The bill would guarantee minimum prices for liquified coal, provide tax credits for coal-based fuel, and guarantee Air Force purchases for many years. The coal industry spent $6 million on federal lobbying in 2005 and 2006, while if the bill passes, they would get billions in subsidies. In the web site operated by the Center for Responsive Politics, you can see the top contributors . This is an example of what economists winkingly call “rent seeking.” Lobbying Congress has the greatest return of any investment on earth.

Those pushing for a greater use of coal say this is needed for energy independence. But any economist will tell you that there is no country on earth which is energy independent. Even Saudi Arabia is not energy independent, as it imports gasoline. The U.S. economy will never be energy independent, and there is no need to be.

The push for energy independence is in conflict with the concern over global warming. The United States has vast coal resources, but whether the raw coal is burned or whether it is liquified to make diesel fuel, the use of coal creates harmful emissions. A greater use of coal will create more greenhouse-gas pollution. Liquified coal fuels produce about twice the amount of greenhouse gases as ordinary diesel. Promoters of liquid coal fuels claim that technology could be developed to clean up this fuel, but so far there is no cost-effective way to do this.
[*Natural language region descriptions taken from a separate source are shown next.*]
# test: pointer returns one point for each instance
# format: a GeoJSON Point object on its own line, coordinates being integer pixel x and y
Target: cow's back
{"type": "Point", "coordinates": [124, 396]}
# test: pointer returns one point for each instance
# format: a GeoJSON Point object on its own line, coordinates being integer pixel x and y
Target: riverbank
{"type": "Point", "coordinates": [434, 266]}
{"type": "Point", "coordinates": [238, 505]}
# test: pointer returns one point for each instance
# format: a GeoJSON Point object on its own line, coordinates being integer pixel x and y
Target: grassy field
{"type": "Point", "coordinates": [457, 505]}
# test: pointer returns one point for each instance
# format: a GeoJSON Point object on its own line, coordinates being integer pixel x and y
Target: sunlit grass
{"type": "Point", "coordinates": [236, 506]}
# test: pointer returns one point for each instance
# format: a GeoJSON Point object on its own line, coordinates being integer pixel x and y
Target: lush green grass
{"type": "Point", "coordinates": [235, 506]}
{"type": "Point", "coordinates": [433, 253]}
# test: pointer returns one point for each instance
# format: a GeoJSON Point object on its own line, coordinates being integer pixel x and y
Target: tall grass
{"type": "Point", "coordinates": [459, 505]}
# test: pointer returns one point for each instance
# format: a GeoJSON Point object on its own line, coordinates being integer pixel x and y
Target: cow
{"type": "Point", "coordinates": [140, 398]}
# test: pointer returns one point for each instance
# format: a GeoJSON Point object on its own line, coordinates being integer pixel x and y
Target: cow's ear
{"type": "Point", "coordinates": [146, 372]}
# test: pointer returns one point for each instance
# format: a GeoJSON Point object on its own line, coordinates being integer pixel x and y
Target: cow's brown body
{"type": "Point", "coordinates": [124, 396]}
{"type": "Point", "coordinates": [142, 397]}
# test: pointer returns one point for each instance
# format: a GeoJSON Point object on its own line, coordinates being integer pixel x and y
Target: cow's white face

The amount of coal subsidies being proposed would be greater than the current subsidies for other energy sources, including the ethanol boondoggle. Several past efforts by government to subsidize particular types of fuel have been a colossal waste of resources. An example is the project in the 1980s to create synthetic fuels.

A sound energy policy should do the opposite of this proposed coal subsidy. There should be no subsidy to any energy source, including oil, uranium, solar, wind, gas, or coal. The avoidance of subsidies would require all polluters to compensate society for the damages. If burning coal creates more pollution, the coal companies would pay greater pollution charges. The revenues from pollution levies should be a green tax shift that would simultaneously reduce taxes on wages, profits, and goods. A complete green tax shift would eliminate the waste of resources caused by taxes by also shifting public revenues to land rent or land values. A land-value levy promotes environmental protection with a more efficient use of resources, as the waste of resources creates unnecessary damage to the planet’s ecology.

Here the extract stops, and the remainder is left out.